ASIC has announced that it has extended its temporary ban on covered short selling of securities on the S&P/ASX 200 Financials and securities issued by Wesfarmers Limited, The Rock Building Society Limited, Wide Bay Australia Limited, Futuris Corporation Limited and Calliden Group Limited (Financial Securities) to 31 May 2009.
Background
The ban on covered short selling was originally implemented on 22 September 2008 and was lifted in relation to non-financial securities on 19 November 2008. The ban on covered short selling of Financial Securities was due to expire on 27 January 2009, however, ASIC extended the ban to 6 March 2009, citing increased volatility in financial and banking stocks overseas as the main reason for its decision.
Further extension
ASIC has now extended the ban to 31 May 2009, pursuant to its review of the continued volatility in overseas financial markets and potential damage from predatory practices. ASIC has acknowledged that the extension of the ban may result in loss of market efficiency or price discovery, but stated that this is justified in light of the current market circumstances and in its pursuit of market stability.
Covered short selling of non-financial securities is still permitted, and gross short sales must continue to be reported daily. The ban on naked short selling also remains in place.
Criticism of the short selling ban
ASIC’s decision to extend the short selling ban has been widely criticised as a creation of artificial barriers in the market. Given that the ban applies only to the Financial Securities, it has been argued that ASIC is forcing short sellers to focus on the other securities in the market.
The ban has also been labelled as a failure to provide price support, as since the ban on non-financial securities was lifted, the Australian market has fallen 14.3% and the four biggest Australian banks, National Australia Bank, Commonwealth Bank, Westpac Banking Corporation and Australia and New Zealand Banking Group have also been heavily sold down.
Additional comments
In an address to the ASIC summer school on 3 March 2009, Senator Nick Sherry, the Minister for Superannuation and Corporate Law, announced that the government and ASIC were aware of the use of a range of short selling-like instruments by some participants in the market, and would be monitoring this issue closely. This was reflected in ASIC’s media release dated 5 March 2009, which stated that it would take action against any conduct which sought to circumvent the short selling ban.

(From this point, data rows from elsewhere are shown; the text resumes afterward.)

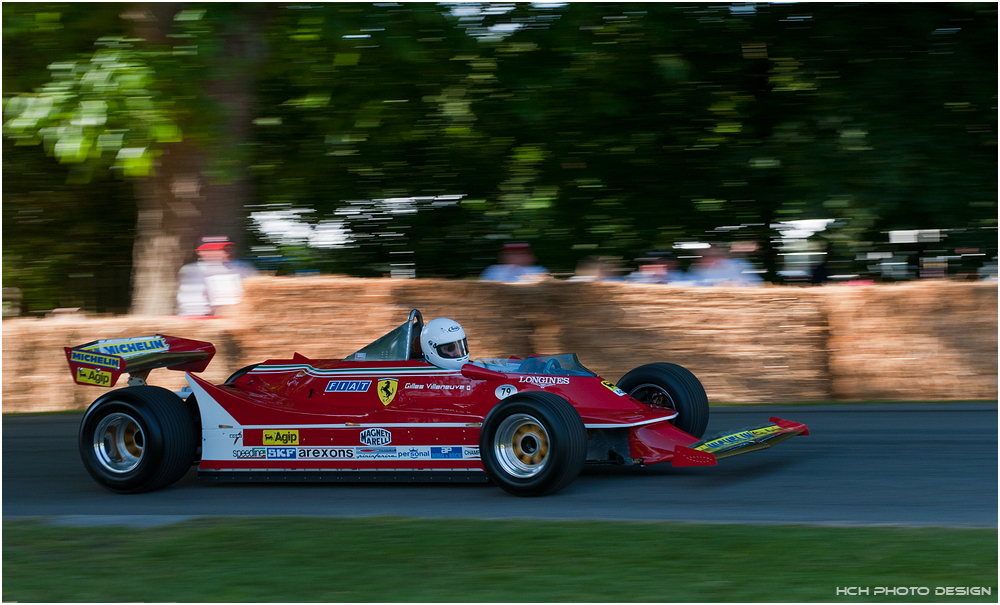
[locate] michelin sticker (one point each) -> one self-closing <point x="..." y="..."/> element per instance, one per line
<point x="94" y="359"/>
<point x="130" y="347"/>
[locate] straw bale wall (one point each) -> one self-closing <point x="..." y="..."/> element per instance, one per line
<point x="918" y="341"/>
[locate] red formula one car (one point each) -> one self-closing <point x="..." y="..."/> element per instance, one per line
<point x="407" y="407"/>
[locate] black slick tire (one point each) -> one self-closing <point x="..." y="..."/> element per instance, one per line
<point x="669" y="385"/>
<point x="533" y="444"/>
<point x="137" y="439"/>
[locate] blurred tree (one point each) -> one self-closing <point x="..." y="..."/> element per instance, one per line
<point x="415" y="139"/>
<point x="126" y="106"/>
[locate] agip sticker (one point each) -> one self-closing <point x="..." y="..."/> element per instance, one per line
<point x="281" y="437"/>
<point x="611" y="387"/>
<point x="93" y="376"/>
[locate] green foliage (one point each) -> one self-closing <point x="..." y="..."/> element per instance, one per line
<point x="455" y="560"/>
<point x="423" y="130"/>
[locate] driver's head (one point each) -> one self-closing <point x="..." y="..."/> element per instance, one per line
<point x="443" y="343"/>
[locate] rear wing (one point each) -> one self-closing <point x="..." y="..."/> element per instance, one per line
<point x="101" y="362"/>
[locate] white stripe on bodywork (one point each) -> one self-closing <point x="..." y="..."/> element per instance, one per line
<point x="631" y="424"/>
<point x="213" y="415"/>
<point x="307" y="369"/>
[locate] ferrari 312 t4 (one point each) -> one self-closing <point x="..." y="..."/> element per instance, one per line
<point x="407" y="407"/>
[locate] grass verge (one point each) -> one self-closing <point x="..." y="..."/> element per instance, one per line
<point x="407" y="560"/>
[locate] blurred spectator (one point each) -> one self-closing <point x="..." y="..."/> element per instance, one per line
<point x="657" y="268"/>
<point x="244" y="268"/>
<point x="516" y="266"/>
<point x="715" y="268"/>
<point x="597" y="268"/>
<point x="213" y="281"/>
<point x="820" y="274"/>
<point x="988" y="272"/>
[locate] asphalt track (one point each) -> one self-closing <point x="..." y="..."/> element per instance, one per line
<point x="898" y="464"/>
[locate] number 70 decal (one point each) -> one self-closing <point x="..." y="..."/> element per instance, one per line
<point x="505" y="390"/>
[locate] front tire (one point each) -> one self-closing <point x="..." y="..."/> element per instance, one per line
<point x="670" y="386"/>
<point x="533" y="444"/>
<point x="137" y="439"/>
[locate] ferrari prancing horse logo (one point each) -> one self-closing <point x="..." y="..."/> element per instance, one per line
<point x="387" y="390"/>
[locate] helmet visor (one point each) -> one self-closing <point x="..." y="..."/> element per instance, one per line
<point x="453" y="350"/>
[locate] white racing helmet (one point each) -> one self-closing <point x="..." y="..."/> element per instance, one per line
<point x="443" y="343"/>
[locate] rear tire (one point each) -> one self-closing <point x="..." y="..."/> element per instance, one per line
<point x="533" y="444"/>
<point x="670" y="386"/>
<point x="137" y="439"/>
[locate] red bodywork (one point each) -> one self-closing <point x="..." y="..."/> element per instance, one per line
<point x="286" y="419"/>
<point x="330" y="413"/>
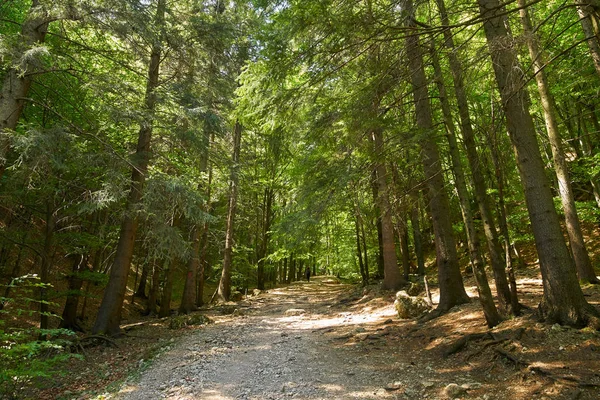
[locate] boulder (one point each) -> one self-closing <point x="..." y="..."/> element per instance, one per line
<point x="409" y="306"/>
<point x="453" y="391"/>
<point x="415" y="289"/>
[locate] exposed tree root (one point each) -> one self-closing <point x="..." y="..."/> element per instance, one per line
<point x="101" y="338"/>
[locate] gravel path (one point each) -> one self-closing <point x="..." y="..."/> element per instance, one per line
<point x="285" y="344"/>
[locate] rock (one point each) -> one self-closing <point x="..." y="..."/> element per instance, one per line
<point x="471" y="386"/>
<point x="415" y="289"/>
<point x="236" y="296"/>
<point x="188" y="320"/>
<point x="295" y="311"/>
<point x="393" y="386"/>
<point x="410" y="306"/>
<point x="453" y="391"/>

In his address, Senator Sherry also indicated that the regulations which are to be made under schedule 3 to the Corporations Amendment (Short Selling) Act 2008 will be released in the near future. These regulations will deal with obligations regarding the disclosure of information relating to short sales, and once they come into force, the disclosure regime set out in ASIC Class Order 08/751 will be withdrawn.